Through the Looking Glass Children's Book Reviews

10 Days: Martin Luther King Jr.

10 Days: Martin Luther King Jr.

David Colbert
For ages 8 to 10
Simon and Schuster, 2008   ISBN: 978-1416968054

Martin Luther King Jr. had a relatively short life, and yet in the thirty-nine years that he was on this earth, he achieved a great deal. Indeed, the fruits of his labors, in the end, changed the way people thought and the way things were done forever.

Out of the 14,325 days that he lived, ten days in particular would shape his personality and would affect his actions. The first of these was the day when a bus driver told fifteen-year-old Martin to give up his seat on a public bus. Though he knew that the bus driver had the law on his side (a Jim Crow law), Martin did not want to comply. In the end, he did give up his seat because his teacher begged him not to cause trouble.

The second momentous day in his life was on December 5, 1955.  This was the day when the African Americans living in Montgomery, Alabama, began their famous bus boycott. On this day, Martin was given the job of leading and organizing the boycott, and his words and bravery encouraged thousands of African Americans to eschew using the public buses for 381 days.

On May 28, 1960, (the third important day) Martin faced a jury of twelve white men.
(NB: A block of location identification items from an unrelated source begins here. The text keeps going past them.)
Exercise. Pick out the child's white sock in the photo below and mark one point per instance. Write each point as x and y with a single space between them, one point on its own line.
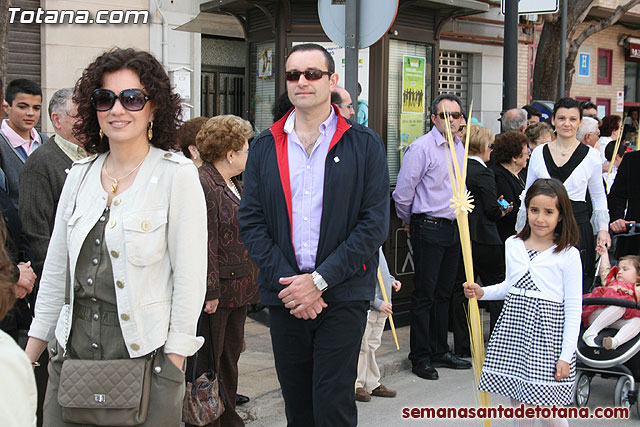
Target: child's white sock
605 318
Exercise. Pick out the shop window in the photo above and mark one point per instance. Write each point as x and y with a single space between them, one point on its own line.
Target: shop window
404 127
263 84
604 66
604 106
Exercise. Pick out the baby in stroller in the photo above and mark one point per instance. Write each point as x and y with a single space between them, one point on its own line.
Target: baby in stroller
622 282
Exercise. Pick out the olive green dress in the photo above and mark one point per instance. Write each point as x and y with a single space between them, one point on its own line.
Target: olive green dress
96 335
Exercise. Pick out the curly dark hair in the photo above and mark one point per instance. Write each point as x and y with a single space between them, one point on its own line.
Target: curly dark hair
610 124
221 134
509 145
187 134
156 84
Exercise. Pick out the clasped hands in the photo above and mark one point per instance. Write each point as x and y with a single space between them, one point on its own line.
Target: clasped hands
25 282
301 296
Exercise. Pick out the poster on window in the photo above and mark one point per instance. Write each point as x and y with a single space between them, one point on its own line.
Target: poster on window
411 128
337 53
413 93
265 63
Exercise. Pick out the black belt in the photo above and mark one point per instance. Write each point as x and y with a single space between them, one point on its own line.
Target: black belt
433 219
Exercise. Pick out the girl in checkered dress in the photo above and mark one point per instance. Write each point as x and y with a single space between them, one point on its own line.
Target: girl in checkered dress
531 353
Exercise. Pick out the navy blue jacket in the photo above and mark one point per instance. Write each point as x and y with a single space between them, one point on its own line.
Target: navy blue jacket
355 212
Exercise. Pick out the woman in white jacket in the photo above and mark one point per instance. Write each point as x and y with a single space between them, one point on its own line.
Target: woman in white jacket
131 228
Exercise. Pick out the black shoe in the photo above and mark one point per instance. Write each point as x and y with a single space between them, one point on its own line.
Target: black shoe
241 399
425 371
450 360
He was accused of tax evasion, though everyone knew the charge was just an excuse to try to remove Martin from the political scene. Martin, his lawyers, and his supporters were all afraid that Martin would end up in jail. They “were sure that the verdict was already planned by the jury and judge.” It turned out that they were wrong, and Martin was acquitted. The words “Not guilty” showed him that there were white people who were willing to do the right thing, and that the white dominated establishment did not always win.

Reading this book will give readers who have an interest in the life and achievements of Martin Luther King Jr. a whole new picture of the man. The author tells the Martin Luther King Jr. story in a new way, offering up new perspectives, and giving readers a very real portrait of a man who felt that he was not doing enough for the civil rights cause.

This title is one in a series of books, each one of which explores ten days in the lives of people who changed the world.